4. @virtualstatman – The cars now barely 1s slower than the fastest ever laps of this track from 2003, set in the V10 era, during a tyre war – Let’s just look at that. 2003 – V10 Ferrari: 1:07.908. 2014 – V6 Williams: 1:08.759. If you wanted to use Michael Schumacher’s Q2 time from 2003, which was a 1:09.150, then Saturday’s Qualifying time was faster! To me, that looks like a bloody impressive statistic that should be publicised and bandied around by the Commercial Rights Holder. Sadly, unlike example #2, @virtualstatman has 4,700 followers and was retweeted 46 times. So in terms of readership, it will not hit as many people as example #2. However, that should not stop the Commercial Rights Holder retweeting that out to its 800,000 followers, in order to actively, and positively, promote this sport. You wouldn’t have thought so…
All of the four tweets above positively promote the sport, directly or indirectly. Which is something that has been rare across this season. Instead of positively promoting the sport, the Commercial Rights Holder has been doing the opposite, primarily because those running the sport are now thinking of more artificiality for 2015 such as standing restarts (in a very sad case of irony, four hours after this post went online, standing starts for 2015 became confirmed…). Not one fan has asked for that. Not one. Nor double points. If Formula 1 is going to move along the right track, then I’m afraid the Commercial Rights Holder needs to do its job and promote Formula 1 to the millions of potential fans out there instead of doing back handed high five’s via CGI over the World Feed.

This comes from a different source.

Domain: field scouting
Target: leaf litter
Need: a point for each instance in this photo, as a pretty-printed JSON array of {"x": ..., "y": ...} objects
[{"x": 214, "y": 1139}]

Aside from social media, on the official Formula 1 website, there are some articles leading up to a race. But the problem I have with them, is that they not only sound robotic but also are not attributed to any author, unlike say AUTOSPORT. I know that I’m more likely to read an article if it is a journalist I trust writing it, however Formula 1’s website contains none of that. A minor point to some, an important point for others. You probably won’t find any humour on the site, or the Twitter page either. I’m not expecting laughs and giggles obviously, but something to bring the reader into the site instead of a monotone corporate sounding voice would be nice.
Of course for the above to be achieved, that means running a proper social media account, for one… the Commercial Rights Holder needs to do their job and start that today. They need to wake up. The time is now. Not six months from now. Not two months. Now. Today. Because they have already wasted enough time as it is by failing to be part of the social media wave. It’s about time the Commercial Rights Holder does what it is paid to do instead of resting on its laurels.
I can only agree with you. However BE’s recent comments on F1 using social media (especially the phrase “We’re commercial” ) whilst not surprising, are very disappointing.
Compare the efforts of F1 with the output of the WEC/ Moto GP / WRC in their self promotion on Twitter, it’s a different world…
One of the other website put a comment about the new standing starts after safety car this could allow adverts to be put in races.